Koolstofdioxide (CO2) is een reukloos, niet-ontvlambaar gas dat bestaat uit één koolstofatoom en twee zuurstofatomen.
Koolstofdioxide is het bijproduct van de verbranding van fossiele brandstoffen en ook van bijna alle levende celademhaling. (De enige bekende uitzondering zijn chemosynthesebacteriën in diepzeebronnen van vulkaanuitbarstingen). De cellulaire ademhaling van planten vindt plaats in de nachtcyclus, wanneer zij de bij de fotosynthese geproduceerde energie verbranden.
Onder de broeikasgassen is kooldioxide de belangrijkste drijvende kracht achter het broeikaseffect, niet alleen door zijn overvloed in het milieu, maar ook door zijn wisselwerking met methaan. Wanneer methaan in contact komt met kooldioxide, ontdoet het CO2 van een van zijn zuurstofmoleculen, waardoor een enkele molecule koolmonoxide overblijft, die vervolgens reageert met ozon om het te vernietigen.

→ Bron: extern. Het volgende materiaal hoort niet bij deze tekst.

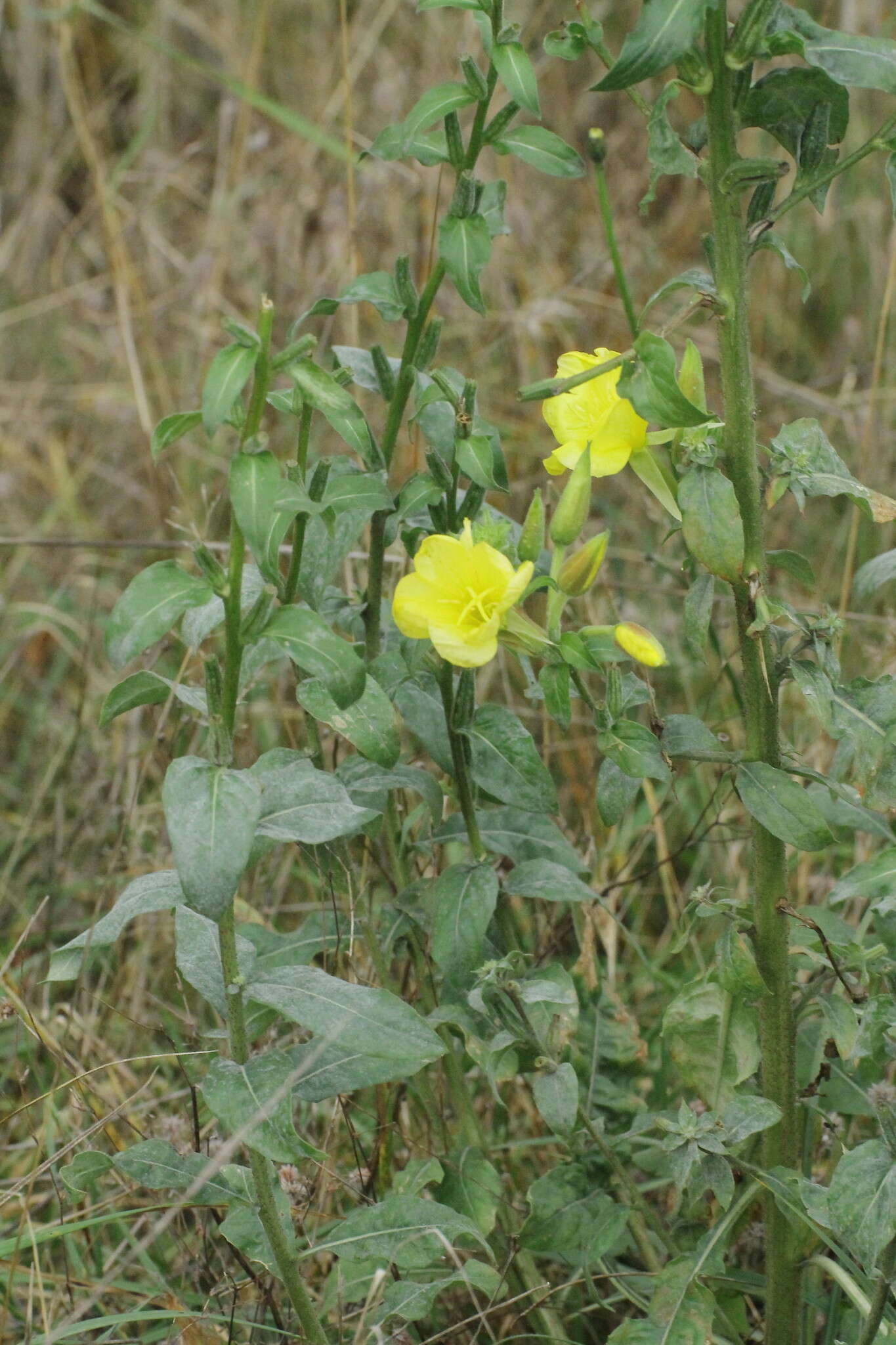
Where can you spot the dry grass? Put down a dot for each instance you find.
(141, 202)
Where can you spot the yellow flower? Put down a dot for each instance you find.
(457, 596)
(593, 413)
(640, 645)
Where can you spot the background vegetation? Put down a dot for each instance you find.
(164, 164)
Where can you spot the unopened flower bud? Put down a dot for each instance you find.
(532, 531)
(581, 569)
(523, 635)
(574, 505)
(640, 645)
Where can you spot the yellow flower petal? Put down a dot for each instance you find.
(468, 651)
(412, 607)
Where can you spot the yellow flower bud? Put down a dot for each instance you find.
(640, 645)
(532, 535)
(574, 505)
(581, 569)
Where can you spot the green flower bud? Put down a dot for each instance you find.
(532, 533)
(574, 505)
(581, 569)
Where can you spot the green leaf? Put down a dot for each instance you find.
(516, 74)
(522, 835)
(652, 386)
(571, 1222)
(148, 688)
(782, 806)
(803, 452)
(259, 1093)
(692, 1032)
(464, 248)
(774, 242)
(544, 880)
(616, 793)
(476, 458)
(507, 762)
(666, 32)
(687, 736)
(861, 1200)
(666, 151)
(403, 1231)
(634, 749)
(540, 148)
(711, 522)
(150, 607)
(300, 803)
(874, 880)
(784, 101)
(172, 428)
(853, 61)
(337, 407)
(147, 893)
(875, 573)
(698, 615)
(224, 381)
(370, 724)
(557, 1097)
(156, 1165)
(317, 651)
(472, 1187)
(211, 816)
(463, 902)
(255, 482)
(389, 1039)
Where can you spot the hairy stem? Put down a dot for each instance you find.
(261, 1168)
(761, 694)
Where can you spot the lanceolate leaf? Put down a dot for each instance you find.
(507, 762)
(465, 246)
(782, 806)
(150, 892)
(543, 150)
(211, 816)
(317, 651)
(227, 376)
(664, 32)
(150, 607)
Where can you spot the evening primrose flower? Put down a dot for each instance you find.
(593, 414)
(458, 596)
(640, 645)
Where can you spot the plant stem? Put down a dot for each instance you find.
(261, 1168)
(291, 588)
(458, 759)
(618, 269)
(761, 708)
(233, 603)
(882, 1293)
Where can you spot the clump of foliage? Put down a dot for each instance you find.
(435, 838)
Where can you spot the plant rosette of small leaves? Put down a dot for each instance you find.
(448, 808)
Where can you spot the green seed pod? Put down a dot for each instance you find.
(581, 569)
(532, 533)
(574, 505)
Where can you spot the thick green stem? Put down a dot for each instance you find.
(261, 1168)
(291, 588)
(882, 1294)
(458, 759)
(761, 694)
(233, 603)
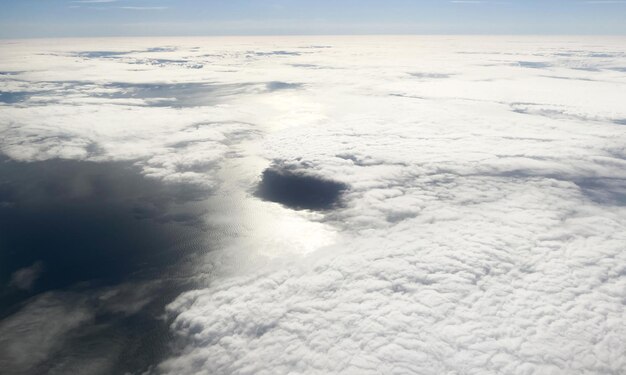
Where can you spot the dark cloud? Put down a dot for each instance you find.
(298, 190)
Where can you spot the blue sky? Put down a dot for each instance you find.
(38, 18)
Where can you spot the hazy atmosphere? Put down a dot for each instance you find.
(181, 193)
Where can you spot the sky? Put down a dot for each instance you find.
(87, 18)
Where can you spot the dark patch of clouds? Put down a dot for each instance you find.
(298, 190)
(90, 253)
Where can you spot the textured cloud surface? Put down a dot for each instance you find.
(483, 229)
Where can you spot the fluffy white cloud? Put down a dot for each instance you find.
(485, 225)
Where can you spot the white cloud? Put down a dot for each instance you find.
(484, 227)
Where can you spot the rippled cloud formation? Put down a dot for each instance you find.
(482, 186)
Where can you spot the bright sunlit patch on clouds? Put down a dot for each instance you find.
(484, 226)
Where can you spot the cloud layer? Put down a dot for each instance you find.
(484, 223)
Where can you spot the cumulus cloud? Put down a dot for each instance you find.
(482, 230)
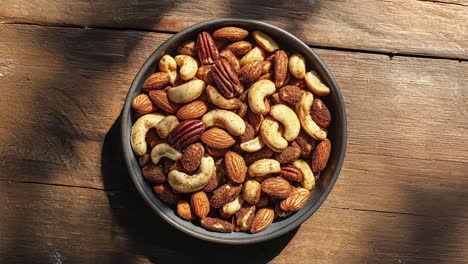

Kooldioxide in de atmosfeer heeft ook het effect dat de oceaan verzuurt, omdat het in water oplost en koolzuur vormt.
De milieueffecten van CO2 liggen ten grondslag aan de toenemende drang van landen, bedrijven en zelfs individuen om hun koolstofvoetafdruk te verkleinen, soms met het doel om koolstofneutraal of zelfs koolstofnegatief te worden. Om deze doelen te bereiken, streven zij ernaar de hoeveelheid kooldioxide die door hun activiteiten in de atmosfeer vrijkomt, in evenwicht te brengen en te compenseren.